Patients treated with obinutuzumab following at least 1 year of ibrutinib monotherapy experienced an increased response rate when compared with ibrutinib-naive patients; the response according to International Workshop on CLL criteria for complete response or complete response with incomplete blood count recovery was 50% in the monotherapy group and 30% in the ibrutinib-naive group. More patients in the monotherapy group attained <0.01% bone marrow MRD (50% vs. 6%) and a greater depth of disease depletion (3.1 vs. 1.5 log reduction).

Nine of 30 patients (30%) in the ibrutinib-naive arm achieved peripheral blood MRD <0.01% 12 months after the end of obinutuzumab treatment compared with 60% of patients at the same time period who had received ibrutinib for more than 1 year before treatment with obinutuzumab.
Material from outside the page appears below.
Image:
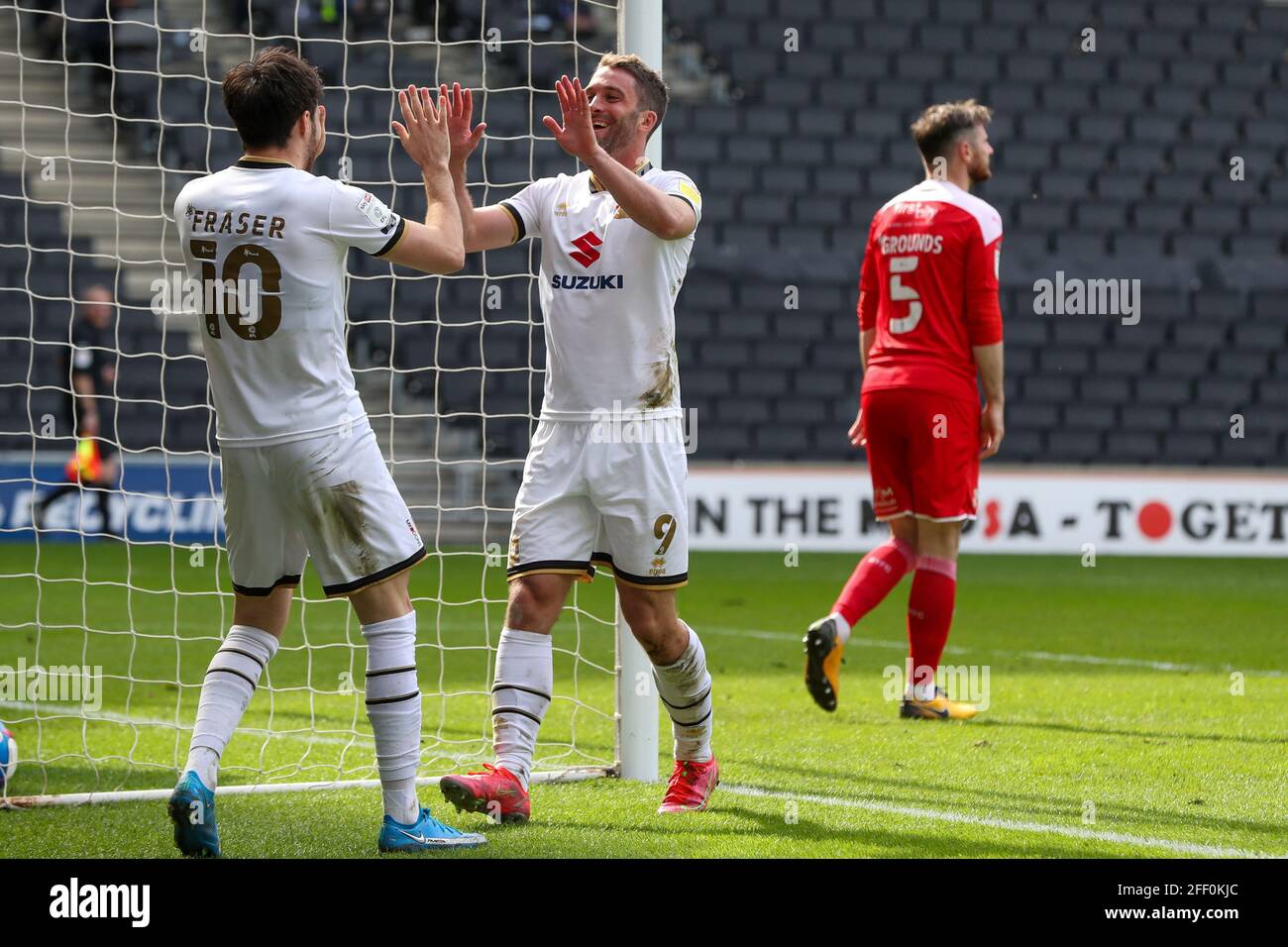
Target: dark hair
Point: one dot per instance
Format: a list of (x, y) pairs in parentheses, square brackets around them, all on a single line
[(651, 88), (268, 94), (939, 127)]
Four of 30 patients in the ibrutinib-naïve group and two of 10 in the group of patients treated with ibrutinib for at least 1 year could not be evaluated.
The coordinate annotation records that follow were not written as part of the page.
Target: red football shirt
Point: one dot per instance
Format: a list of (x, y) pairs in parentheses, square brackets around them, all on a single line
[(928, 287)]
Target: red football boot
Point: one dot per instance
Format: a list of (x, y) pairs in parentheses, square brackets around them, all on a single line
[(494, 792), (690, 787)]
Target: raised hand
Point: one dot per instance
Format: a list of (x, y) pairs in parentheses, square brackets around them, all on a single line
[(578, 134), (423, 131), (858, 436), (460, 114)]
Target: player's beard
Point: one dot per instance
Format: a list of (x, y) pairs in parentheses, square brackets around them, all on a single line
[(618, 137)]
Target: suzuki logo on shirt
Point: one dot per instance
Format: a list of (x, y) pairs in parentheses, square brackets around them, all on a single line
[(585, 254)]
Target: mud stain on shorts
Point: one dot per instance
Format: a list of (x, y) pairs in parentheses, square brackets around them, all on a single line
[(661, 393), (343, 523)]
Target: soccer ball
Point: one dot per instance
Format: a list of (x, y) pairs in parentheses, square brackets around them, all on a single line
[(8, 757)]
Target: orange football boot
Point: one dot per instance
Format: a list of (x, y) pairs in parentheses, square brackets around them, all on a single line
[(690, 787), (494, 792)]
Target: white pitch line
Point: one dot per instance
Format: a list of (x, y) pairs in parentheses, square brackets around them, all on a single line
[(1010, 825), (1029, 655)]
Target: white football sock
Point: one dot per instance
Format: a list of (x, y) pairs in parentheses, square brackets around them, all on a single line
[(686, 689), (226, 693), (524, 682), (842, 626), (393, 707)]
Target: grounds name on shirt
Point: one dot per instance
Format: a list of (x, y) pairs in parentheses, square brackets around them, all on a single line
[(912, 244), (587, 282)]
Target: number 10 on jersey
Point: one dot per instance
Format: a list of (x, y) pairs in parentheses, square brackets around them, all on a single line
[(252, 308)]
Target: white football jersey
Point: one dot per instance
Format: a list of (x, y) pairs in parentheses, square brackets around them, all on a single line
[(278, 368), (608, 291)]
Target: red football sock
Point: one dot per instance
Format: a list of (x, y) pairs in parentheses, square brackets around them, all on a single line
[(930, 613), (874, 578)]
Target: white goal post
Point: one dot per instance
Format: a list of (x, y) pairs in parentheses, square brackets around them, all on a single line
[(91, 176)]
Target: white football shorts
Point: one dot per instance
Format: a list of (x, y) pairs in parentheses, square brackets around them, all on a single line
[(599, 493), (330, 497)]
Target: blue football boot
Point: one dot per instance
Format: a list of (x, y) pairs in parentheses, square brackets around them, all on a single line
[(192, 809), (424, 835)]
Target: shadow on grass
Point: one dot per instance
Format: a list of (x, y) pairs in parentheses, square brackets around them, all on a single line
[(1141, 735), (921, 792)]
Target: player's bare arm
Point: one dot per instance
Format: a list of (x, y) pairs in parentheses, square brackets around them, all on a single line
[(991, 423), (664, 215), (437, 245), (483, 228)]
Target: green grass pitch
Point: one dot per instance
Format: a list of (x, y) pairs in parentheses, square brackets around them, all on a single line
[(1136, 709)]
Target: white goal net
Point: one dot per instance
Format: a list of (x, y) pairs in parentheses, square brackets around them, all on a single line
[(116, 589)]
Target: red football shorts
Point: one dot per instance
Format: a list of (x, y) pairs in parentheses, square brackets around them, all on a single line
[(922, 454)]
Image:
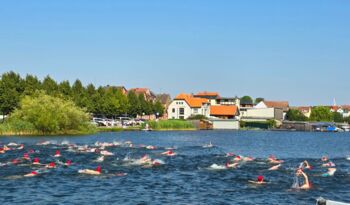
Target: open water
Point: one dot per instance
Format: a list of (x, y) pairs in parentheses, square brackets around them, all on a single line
[(183, 179)]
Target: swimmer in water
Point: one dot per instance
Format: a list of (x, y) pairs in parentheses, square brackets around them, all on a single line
[(32, 174), (169, 153), (91, 172), (52, 165), (68, 163), (306, 184), (57, 154), (330, 172), (273, 160), (26, 156), (276, 167), (259, 181), (229, 165), (36, 161)]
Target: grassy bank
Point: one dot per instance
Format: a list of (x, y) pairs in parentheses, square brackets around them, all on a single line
[(171, 125), (117, 129)]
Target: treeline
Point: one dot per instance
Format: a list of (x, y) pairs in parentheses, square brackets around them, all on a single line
[(318, 114), (107, 101)]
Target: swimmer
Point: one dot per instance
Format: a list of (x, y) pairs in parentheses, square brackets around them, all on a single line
[(169, 153), (230, 154), (151, 147), (259, 181), (248, 159), (100, 159), (32, 174), (306, 165), (91, 172), (276, 167), (26, 156), (273, 160), (106, 153), (57, 154), (329, 164), (330, 172), (306, 184), (6, 148), (237, 158), (229, 165), (36, 161), (208, 145), (68, 163), (52, 165)]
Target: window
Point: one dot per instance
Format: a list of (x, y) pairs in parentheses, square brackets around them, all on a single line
[(182, 111)]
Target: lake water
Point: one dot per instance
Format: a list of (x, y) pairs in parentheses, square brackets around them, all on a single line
[(184, 178)]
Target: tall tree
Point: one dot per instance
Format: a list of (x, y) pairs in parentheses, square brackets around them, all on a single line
[(134, 104), (50, 86), (31, 85), (321, 113), (11, 88)]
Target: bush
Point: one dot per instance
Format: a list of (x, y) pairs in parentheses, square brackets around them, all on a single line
[(170, 124), (45, 114), (197, 117)]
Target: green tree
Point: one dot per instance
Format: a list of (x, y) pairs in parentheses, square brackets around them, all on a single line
[(321, 113), (31, 85), (158, 108), (50, 115), (11, 88), (65, 89), (246, 100), (337, 117), (295, 115), (134, 104), (50, 86)]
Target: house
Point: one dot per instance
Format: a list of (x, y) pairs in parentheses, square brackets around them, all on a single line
[(186, 105), (284, 105), (149, 95), (211, 96), (224, 111), (121, 88), (305, 110), (261, 114)]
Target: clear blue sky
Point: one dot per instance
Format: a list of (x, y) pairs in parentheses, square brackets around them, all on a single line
[(281, 50)]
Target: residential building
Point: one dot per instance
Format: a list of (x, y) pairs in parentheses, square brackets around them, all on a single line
[(305, 110), (284, 105), (149, 95), (224, 111), (186, 105)]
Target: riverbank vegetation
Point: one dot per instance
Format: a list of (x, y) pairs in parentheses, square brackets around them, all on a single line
[(318, 114), (41, 114), (171, 125), (103, 100)]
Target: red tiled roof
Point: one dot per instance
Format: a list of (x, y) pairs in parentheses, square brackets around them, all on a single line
[(277, 104), (223, 110), (205, 93), (191, 101)]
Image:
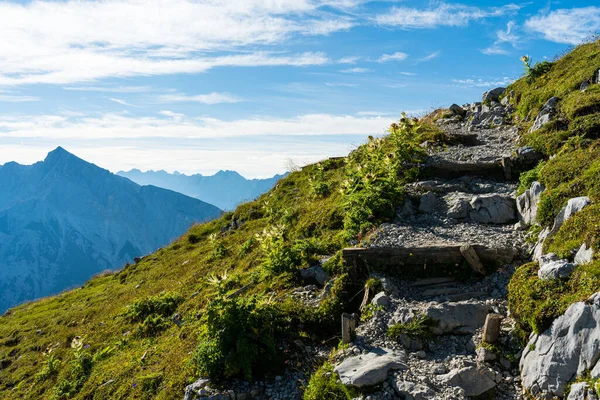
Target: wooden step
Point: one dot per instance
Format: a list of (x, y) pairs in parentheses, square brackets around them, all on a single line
[(421, 260), (498, 171)]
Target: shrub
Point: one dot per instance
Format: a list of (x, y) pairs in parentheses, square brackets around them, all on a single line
[(325, 385), (240, 337), (162, 305), (417, 328)]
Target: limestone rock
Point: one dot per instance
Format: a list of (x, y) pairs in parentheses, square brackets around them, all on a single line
[(560, 269), (546, 114), (474, 380), (573, 206), (427, 203), (492, 209), (584, 255), (582, 391), (527, 203), (491, 328), (316, 273), (371, 368), (492, 95), (413, 391), (567, 349), (458, 110), (459, 210), (460, 318), (381, 299)]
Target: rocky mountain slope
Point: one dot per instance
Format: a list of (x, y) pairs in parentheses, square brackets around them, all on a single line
[(225, 189), (459, 253), (63, 220)]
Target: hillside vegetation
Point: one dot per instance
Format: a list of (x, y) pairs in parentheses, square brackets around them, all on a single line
[(152, 328), (571, 142)]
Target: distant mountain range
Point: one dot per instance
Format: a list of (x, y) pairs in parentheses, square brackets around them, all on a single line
[(225, 189), (63, 220)]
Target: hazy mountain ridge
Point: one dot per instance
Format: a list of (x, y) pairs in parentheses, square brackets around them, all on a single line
[(63, 220), (225, 189)]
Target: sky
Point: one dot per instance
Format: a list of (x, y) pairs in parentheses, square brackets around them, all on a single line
[(254, 86)]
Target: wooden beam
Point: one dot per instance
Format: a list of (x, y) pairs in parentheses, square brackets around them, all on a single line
[(472, 258)]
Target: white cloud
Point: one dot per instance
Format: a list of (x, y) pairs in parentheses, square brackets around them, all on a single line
[(77, 41), (569, 26), (430, 56), (503, 36), (355, 70), (122, 102), (442, 14), (504, 81), (397, 56), (109, 89), (124, 126), (211, 98), (6, 98)]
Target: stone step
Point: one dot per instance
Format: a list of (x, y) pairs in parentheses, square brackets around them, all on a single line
[(499, 171), (426, 261)]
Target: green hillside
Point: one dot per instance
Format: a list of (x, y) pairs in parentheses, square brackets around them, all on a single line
[(117, 337), (152, 328)]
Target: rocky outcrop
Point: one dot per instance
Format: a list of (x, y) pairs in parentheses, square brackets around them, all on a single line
[(460, 318), (492, 209), (475, 380), (492, 95), (548, 111), (527, 204), (559, 269), (569, 348), (370, 369)]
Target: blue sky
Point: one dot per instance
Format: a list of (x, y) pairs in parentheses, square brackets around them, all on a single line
[(199, 86)]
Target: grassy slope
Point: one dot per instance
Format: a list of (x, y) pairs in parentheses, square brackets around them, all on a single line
[(307, 212), (571, 172)]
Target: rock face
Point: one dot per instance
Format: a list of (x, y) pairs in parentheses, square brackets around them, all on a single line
[(474, 380), (527, 203), (492, 209), (573, 206), (371, 368), (64, 220), (460, 318), (582, 391), (570, 347), (428, 203), (584, 255), (492, 95), (546, 114), (411, 390), (559, 269)]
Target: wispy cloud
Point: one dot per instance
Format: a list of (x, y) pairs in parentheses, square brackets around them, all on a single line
[(397, 56), (442, 14), (109, 89), (357, 70), (184, 36), (125, 126), (210, 98), (504, 81), (430, 56), (6, 98), (122, 102), (502, 37), (569, 26)]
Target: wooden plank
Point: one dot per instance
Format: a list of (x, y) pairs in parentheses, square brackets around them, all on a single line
[(348, 327), (472, 258), (399, 256), (452, 170), (432, 281)]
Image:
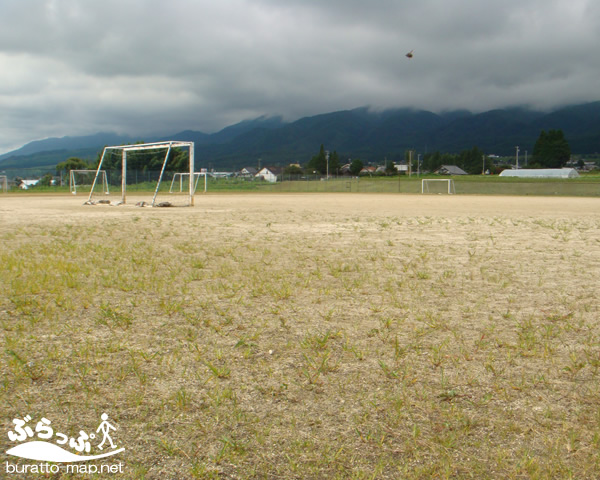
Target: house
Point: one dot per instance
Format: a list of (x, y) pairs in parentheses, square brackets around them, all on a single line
[(270, 174), (369, 170), (541, 173), (26, 184), (450, 170), (345, 169), (247, 172)]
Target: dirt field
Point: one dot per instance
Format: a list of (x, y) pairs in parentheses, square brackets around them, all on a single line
[(309, 336)]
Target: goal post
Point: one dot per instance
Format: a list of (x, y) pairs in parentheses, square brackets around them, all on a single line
[(432, 185), (82, 178), (182, 177), (125, 150)]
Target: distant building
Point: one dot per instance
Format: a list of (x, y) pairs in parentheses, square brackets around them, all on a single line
[(27, 184), (270, 174), (248, 172), (541, 173), (450, 170)]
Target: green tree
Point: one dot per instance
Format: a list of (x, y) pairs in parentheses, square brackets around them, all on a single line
[(356, 166), (551, 150), (72, 163), (471, 161), (46, 180), (334, 163), (318, 163), (390, 168)]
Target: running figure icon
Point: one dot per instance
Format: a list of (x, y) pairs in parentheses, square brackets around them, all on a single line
[(105, 428)]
Variance in the depth of disease depletion with obinutuzumab may be due to disease bulk prior to starting obinutuzumab, the researchers noted, as lymphadenopathy had resolved in most patients (7 out of 10) who received 1 year or more of prior treatment with ibrutinib before beginning obinutuzumab.

“The addition of obinutuzumab to ibrutinib may result in a substantial improvement in the depletion of CLL cells from the peripheral blood and bone marrow” among patients who are ibrutinib-naive, the researchers wrote. “However, a greater impact in MRD response rate and depth of depletion was seen when obinutuzumab was introduced after [more than 1 year] of ibrutinib treatment and tumor bulk was low. For patients with persistent disease during/following pathway inhibition treatments, the addition of anti-CD20 antibody therapy may be effective at improving MRD response rates.” - by Julia Ernst, MS

Reference:

Rawstron A, et al. Abstract 181. Presented at: ASH Annual Meeting and Exposition; Dec. 1-4, 2018; San Diego.

Disclosures: Rawstron reports advisory committee/consultant roles and board of directors’ membership with AbbVie, Celgene, Gilead Sciences, Janssen, Pharmacyclics and Roche and receiving research funding from AbbVie, BD Biosciences, Beckman Coulter, Celgene, Gilead Sciences, Janssen, Pharmacyclics and Roche. Please see the abstract for all other authors’ relevant financial disclosures.